Another thing you should know about your body is that it has a defined amount of calories it needs to function. Everyone is a bit different based on certain factors, as we noted a few moments ago. So, let’s say you have a body that really likes to motor along at about 1,900 calories a day. Let’s say you eat a couple of peanut butter and jelly sandwiches, a few hot dogs, several candy bars, some fries and an oyster poor boy. Then you decide that a six-pack of beer sounds about right.
The body will use what it needs, burning the alcohol first, and then process just a bit of the other junk you have stuffed into your pie-hole. But now there are still calories left over. Lots of them. For this day, they will be stored. If you go easy on food and liquid intake over the next several days, you can use those calories. If you continue this lifestyle, taking in more calories than your body needs, and adding alcohol, then you are going to begin the journey to the Land of the Large, which is inhabited by about 65% of the adult population of America. You will be in good company, or at least in the company of others who are also eating and drinking their way all the way to the “stout sizes” end of the clothing racks in every discount store in shopping malls all over America.
If you continue to eat and drink more than your body requires with regularity, or as we call it around here, “Living the New Orleans Lifestyle,” your body will actually go deficient in the process of lipid oxidation. That evil-sounding term is another way of saying that alcohol inhibits the fat burning abilities of your body, so even fewer calories are burned, and the excess carbohydrates and fats become visible to the outside world. Your middle and your neck areas, along with thighs, will grow larger, namely because they are repositories for calories and fats you are not burning.
Conversely, or actually the same thing for your body, if you want to put on weight, get on a high-fat diet, then add massive quantities of alcohol.
Okay, now here’s the good news. You can drink moderately and actually lose weight. In a German study, two different groups were assigned a 1,500 calorie a day diet, with one group allowed a glass of grape juice and the other group was allowed a glass of wine a day. The group with the wine lost a bit more weight over the juice group. I think it also goes without saying that they were in better spirits. (I’m sorry about that last remark. Could not resist.)
Obviously this is just a cursory view of alcohol, calories, fats, and carbohydrates. These are a few of the building blocks of life. Well, maybe not alcohol, although life is more fun with it, when it is enjoyed properly.

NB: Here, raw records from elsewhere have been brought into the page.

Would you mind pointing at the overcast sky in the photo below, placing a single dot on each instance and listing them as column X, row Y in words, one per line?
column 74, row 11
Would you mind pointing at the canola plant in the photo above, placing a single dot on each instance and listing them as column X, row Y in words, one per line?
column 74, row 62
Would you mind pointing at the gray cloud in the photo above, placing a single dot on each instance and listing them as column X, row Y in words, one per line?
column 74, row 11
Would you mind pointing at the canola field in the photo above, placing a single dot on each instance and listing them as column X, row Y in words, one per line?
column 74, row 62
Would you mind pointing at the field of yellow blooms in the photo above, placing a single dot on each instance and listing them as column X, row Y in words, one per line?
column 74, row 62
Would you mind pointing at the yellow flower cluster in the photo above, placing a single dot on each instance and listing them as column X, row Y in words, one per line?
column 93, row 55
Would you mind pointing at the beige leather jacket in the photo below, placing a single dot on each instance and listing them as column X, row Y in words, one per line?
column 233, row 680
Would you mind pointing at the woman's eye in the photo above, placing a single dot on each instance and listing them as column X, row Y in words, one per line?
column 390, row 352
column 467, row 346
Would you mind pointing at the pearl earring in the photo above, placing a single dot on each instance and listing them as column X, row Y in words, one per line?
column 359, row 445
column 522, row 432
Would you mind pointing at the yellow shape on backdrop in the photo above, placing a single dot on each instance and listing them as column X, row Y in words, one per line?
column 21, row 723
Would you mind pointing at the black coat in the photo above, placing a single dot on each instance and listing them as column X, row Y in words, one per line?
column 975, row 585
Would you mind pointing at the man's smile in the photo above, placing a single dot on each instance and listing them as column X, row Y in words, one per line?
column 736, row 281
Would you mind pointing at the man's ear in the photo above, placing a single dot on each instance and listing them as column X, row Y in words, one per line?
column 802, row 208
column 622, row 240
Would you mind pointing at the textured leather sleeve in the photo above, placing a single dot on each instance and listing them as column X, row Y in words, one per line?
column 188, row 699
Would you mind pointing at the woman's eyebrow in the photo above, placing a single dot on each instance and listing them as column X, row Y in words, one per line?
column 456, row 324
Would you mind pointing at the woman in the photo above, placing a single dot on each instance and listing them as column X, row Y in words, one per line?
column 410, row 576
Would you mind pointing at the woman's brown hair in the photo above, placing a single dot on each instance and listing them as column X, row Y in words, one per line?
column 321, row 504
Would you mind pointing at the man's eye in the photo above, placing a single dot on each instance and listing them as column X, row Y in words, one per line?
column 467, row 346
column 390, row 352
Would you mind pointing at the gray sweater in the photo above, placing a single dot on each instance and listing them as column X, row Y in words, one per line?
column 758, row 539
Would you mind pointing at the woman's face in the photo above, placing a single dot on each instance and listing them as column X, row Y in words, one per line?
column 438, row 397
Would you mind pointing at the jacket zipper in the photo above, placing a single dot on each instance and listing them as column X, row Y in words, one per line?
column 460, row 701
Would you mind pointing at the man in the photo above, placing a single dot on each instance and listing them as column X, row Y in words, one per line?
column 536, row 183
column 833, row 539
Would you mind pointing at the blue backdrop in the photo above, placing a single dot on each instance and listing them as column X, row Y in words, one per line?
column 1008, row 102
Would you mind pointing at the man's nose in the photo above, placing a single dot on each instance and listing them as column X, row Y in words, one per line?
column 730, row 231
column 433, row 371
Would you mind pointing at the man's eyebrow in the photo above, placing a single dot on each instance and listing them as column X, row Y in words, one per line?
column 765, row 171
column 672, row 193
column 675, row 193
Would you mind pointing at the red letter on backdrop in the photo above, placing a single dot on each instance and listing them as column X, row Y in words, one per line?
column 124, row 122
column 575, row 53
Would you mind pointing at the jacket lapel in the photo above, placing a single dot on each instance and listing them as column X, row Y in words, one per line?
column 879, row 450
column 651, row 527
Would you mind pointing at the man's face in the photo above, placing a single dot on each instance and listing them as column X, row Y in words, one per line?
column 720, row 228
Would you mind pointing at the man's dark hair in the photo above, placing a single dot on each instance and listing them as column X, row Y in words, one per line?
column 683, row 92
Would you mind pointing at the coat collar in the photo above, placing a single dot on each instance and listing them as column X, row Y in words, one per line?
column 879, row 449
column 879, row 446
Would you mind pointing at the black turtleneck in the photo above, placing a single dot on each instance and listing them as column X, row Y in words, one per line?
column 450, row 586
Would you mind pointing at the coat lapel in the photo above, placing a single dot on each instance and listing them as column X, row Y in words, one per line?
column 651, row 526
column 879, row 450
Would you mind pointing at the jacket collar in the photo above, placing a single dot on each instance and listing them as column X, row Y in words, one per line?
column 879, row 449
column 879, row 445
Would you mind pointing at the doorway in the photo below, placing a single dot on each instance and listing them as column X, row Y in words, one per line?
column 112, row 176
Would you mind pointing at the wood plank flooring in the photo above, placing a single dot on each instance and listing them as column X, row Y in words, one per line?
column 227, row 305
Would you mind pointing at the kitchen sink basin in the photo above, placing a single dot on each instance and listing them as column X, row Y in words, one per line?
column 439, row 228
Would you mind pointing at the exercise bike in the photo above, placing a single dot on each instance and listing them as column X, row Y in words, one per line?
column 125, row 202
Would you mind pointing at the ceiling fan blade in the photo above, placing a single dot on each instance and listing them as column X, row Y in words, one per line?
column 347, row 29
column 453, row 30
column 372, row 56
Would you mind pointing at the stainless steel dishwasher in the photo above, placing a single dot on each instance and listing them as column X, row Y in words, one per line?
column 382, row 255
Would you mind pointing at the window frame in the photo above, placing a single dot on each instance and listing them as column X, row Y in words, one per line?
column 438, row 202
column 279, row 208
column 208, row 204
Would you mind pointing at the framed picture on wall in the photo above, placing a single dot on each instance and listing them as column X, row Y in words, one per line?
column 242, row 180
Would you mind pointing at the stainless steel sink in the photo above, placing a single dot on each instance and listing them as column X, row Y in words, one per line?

Blaming one substance and not understanding its interplay with other factors, or placing great emphasis on one component, is probably not the ideal way to achieve your weight goals. Holistically, we are complicated creatures with amazing processes happening constantly and simultaneously.
Be reasonable in how you live and how you use every product and substance. No one thinks of alcohol as a health food, but it can be a part of a healthy life.